Stephen Bonner, the ICO’s executive director of innovation, said the discussion on end-to-end encryption had become too unbalanced, with too much focus on the costs, without weighing up the significant benefits it offers.
“E2EE serves an important role both in safeguarding our privacy and online safety,” he said. “It strengthens children’s online safety by not allowing criminals and abusers to send them harmful content.
“It is also crucial for businesses, enabling them to share information securely, and fosters consumer confidence in digital services.”

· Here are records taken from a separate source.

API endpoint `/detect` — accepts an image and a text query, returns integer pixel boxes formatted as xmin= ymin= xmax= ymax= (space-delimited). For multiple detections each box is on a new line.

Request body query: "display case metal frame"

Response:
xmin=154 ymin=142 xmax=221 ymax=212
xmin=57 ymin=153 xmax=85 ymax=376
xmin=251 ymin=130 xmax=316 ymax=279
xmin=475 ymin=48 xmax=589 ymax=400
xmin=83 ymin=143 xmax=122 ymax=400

9. Protecting children by scanning encrypted messages is ‘magical thinking’, says Cambridge professor
Governments are in danger of turning to “magical software solutions” to fight child abuse and terrorism, rather than investing in police, social workers and teachers who can deal with the underlying causes, a Cambridge academic claims.
Professor of security engineering Ross Anderson has argued in a paper that governments should view the child safety debate from the point of view of children at risk of harm, rather than from the perspective of the intelligence agencies and firms that want to sell computer software.
In a 19-page rebuttal of a paper by two senior GCHQ directors, Anderson, a professor at Cambridge and Edinburgh University, claimed the idea of using software to detect child abuse, terrorism and other illegal activities would prove unworkable in practice, and fail to address the underlying problems.
“The idea of using artificial intelligence to replace police officers, social workers and teachers is just the sort of magical thinking that leads to bad policy,” he argued in a discussion paper, Chat control or client protection?
10. NHS trust ‘deliberately’ deleted up to 90,000 emails before tribunal hearing
An NHS Trust “deliberately” deleted as many as 90,000 emails that were “potentially” critical to a legal case brought by a whistleblower who revealed that under-staffing in an intensive care unit was linked to two avoidable deaths.
Chris Day, a former junior doctor at Queen Elizabeth Hospital’s intensive care unit in Woolwich, is bringing a tribunal case against Lewisham and Greenwich NHS Foundation Trust over allegedly defamatory statements issued about him by the trust.
An employment tribunal heard that Lewisham and Greenwich NHS Foundation Trust’s head of communications, David Cocke, “deliberately destroyed” email and other digital evidence, including electronic archives, just before he was about to give evidence.
The high-profile case raises questions about the adequacy of information governance practices in NHS hospital trusts, and whether they are deploying information backup systems capable of properly preserving critical medical documents and communications.